So the basic architecture is a Fluentd DaemonSet scrapping Docker logs from pods setup by following this blog post, which in the end makes use of these resources.
I have multiple pods and services running in the Cluster and I can't control their log format. However I do have control over the services I'm working on and I would like to have them use a JSON output format that is compatible with Logstash (key-value).
Now I don't know if there's a way to selectively parse certain logs through this extra step, because some of the services won't have these log format. Of course I want this data to be accessible to Elasticsearch/Kibana for data visualization.

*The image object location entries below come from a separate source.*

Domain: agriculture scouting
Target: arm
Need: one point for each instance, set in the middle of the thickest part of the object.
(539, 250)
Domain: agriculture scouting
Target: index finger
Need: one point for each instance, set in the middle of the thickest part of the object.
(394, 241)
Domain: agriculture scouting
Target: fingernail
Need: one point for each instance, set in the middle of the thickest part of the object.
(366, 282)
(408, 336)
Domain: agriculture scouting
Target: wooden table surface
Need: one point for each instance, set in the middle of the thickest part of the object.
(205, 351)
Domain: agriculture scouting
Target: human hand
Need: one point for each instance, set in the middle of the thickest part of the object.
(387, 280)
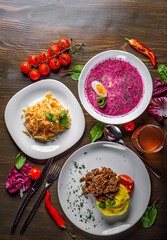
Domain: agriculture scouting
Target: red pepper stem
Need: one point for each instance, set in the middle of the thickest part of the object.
(127, 39)
(65, 227)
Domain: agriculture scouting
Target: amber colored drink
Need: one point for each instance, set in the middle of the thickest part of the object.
(148, 138)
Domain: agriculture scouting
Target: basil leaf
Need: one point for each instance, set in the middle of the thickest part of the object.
(162, 69)
(149, 216)
(20, 161)
(97, 131)
(75, 76)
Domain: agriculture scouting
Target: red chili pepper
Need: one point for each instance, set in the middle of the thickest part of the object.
(143, 49)
(55, 215)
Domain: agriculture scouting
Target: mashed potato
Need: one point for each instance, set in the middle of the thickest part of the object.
(122, 200)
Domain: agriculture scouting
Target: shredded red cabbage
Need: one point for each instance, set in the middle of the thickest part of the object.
(19, 179)
(158, 104)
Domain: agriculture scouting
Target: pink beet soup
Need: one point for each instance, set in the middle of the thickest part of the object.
(123, 85)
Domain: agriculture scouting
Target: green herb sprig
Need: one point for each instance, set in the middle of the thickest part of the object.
(74, 72)
(63, 119)
(97, 131)
(20, 161)
(101, 101)
(149, 215)
(51, 117)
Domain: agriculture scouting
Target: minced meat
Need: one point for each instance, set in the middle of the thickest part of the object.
(103, 184)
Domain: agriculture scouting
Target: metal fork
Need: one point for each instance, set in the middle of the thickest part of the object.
(49, 181)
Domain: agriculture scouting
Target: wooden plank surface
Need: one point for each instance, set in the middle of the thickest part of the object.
(29, 27)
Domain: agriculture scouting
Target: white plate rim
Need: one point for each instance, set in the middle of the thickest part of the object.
(35, 86)
(84, 148)
(119, 54)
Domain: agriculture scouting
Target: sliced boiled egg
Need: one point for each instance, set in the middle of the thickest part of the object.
(99, 89)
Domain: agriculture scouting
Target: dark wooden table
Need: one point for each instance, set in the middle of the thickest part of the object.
(29, 27)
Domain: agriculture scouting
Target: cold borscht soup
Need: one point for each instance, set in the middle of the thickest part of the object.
(114, 87)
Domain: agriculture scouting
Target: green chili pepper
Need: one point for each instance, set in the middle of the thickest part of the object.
(102, 205)
(101, 101)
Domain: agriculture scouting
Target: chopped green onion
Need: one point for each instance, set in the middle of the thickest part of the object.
(102, 205)
(101, 101)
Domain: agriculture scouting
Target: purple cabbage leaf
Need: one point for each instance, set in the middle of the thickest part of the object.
(19, 179)
(158, 103)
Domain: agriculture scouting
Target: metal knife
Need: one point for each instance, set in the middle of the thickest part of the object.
(34, 188)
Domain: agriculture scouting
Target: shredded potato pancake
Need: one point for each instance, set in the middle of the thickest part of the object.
(42, 127)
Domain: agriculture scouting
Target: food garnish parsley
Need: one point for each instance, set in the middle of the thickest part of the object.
(51, 117)
(62, 118)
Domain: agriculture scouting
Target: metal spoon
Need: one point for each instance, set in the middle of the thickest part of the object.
(114, 134)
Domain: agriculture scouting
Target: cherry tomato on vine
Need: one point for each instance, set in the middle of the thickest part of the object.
(129, 126)
(44, 69)
(43, 56)
(127, 182)
(34, 60)
(54, 49)
(25, 67)
(34, 74)
(34, 173)
(65, 58)
(63, 44)
(54, 63)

Example JSON formatted log (Rails app deployed):
Example non JSON formatted log (CI/CD service):
The Fluentd specific configs are found on this file
Any help/suggestions are greatly appreciated
So the problem here is that a JSON log is extracted through the following steps
# JSON Log Example
{"log":"2014/09/25 21:15:03 Got request with path wombat\n", "stream":"stderr", "time":"2014-09-25T21:15:03.499185026Z"}
The logs are being read from the docker logs in each node using tail
type:
<source>
@id fluentd-containers.log
@type tail
path /var/log/containers/*.log
pos_file /var/log/es-containers.log.pos
tag raw.kubernetes.*
read_from_head true
<parse>
@type multi_format
<pattern>
format json
time_key time
time_format %Y-%m-%dT%H:%M:%S.%NZ
</pattern>
<pattern>
format /^(?<time>.+) (?<stream>stdout|stderr) [^ ]* (?<log>.*)$/
time_format %Y-%m-%dT%H:%M:%S.%N%:z
</pattern>
</parse>
</source>
Kubernetes metadata plugin adds extra data
{
"log":"2014/09/25 21:15:03 Got request with path wombat\n",
"stream":"stderr",
"time":"2014-09-25T21:15:03.499185026Z",
"kubernetes": {
"namespace": "default",
"pod_name": "synthetic-logger-0.25lps-pod",
"container_name": "synth-lgr"
},
"docker": {
"container_id": "997599971ee6366d4a5920d25b79286ad45ff37a74494f262e3bc98d909d0a7b"
}
}
However, I have a log that looks like the following:
{"method":"GET","path":"/","format":"html","controller":"HomeController","action":"index","status":200,"duration":1922.45,"view":1912.5,"db":883.41,"request_ip":"127.0.0.1","@timestamp":"2018-09-20T16:43:17.322Z","@version":"1","message":"[200] GET / (HomeController#index)"}
And the problem with this is that the entire log will be "jammed" inside the "log" field, as you can see in the first screenshot posted above. I would guess that with kubernetes metadata it would be something like:
{
"log":"{"method":"GET","path":"/","format":"html","controller":"HomeController","action":"index","status":200,"duration":1922.45,"view":1912.5,"db":883.41,"request_ip":"127.0.0.1","@timestamp":"2018-09-20T16:43:17.322Z","@version":"1","message":"[200] GET / (HomeController#index)"}",
"stream":"stdout",
"time":"2014-09-25T21:15:03.499185026Z",
"kubernetes": {
"namespace": "default",
"pod_name": "rails-pod",
"container_name": "rails-app"
},
"docker": {
"container_id": "801599971ee6366d4a5921f25b79286ad45ff37a74494f260c3bc98d909d0a7b"
}
}
I'm looking for a way to filter/parse/extract that data into something similar to this:
{
"rails-log": {
"method": "GET",
"path": "/",
"format": "html",
"controller": "HomeController",
"action": "index",
...
"message": "[200] GET / (HomeController#index)"
},
"stream":"stdout",
"time":"2014-09-25T21:15:03.499185026Z",
"kubernetes": {
"namespace": "default",
"pod_name": "rails-pod",
"container_name": "rails-app"
},
"docker": {
"container_id": "801599971ee6366d4a5921f25b79286ad45ff37a74494f260c3bc98d909d0a7b"
}
}
I have a feeling this can be achieved by a parse/filtering, I'm just unsure of how to go about putting this inside the fluentd configs (complete current configs found here)
After the Kubernetes plugin executes (adds kubernetes specific metadata to the "payload") I can select (in Kibana) the logs from my specific service by doing a query with a filter: kubernetes.labels.app is '<service_name>'
. Therefore this leads me to believe there's a way to make a "conditional extraction/transformation" of the "log" field into something I can work with.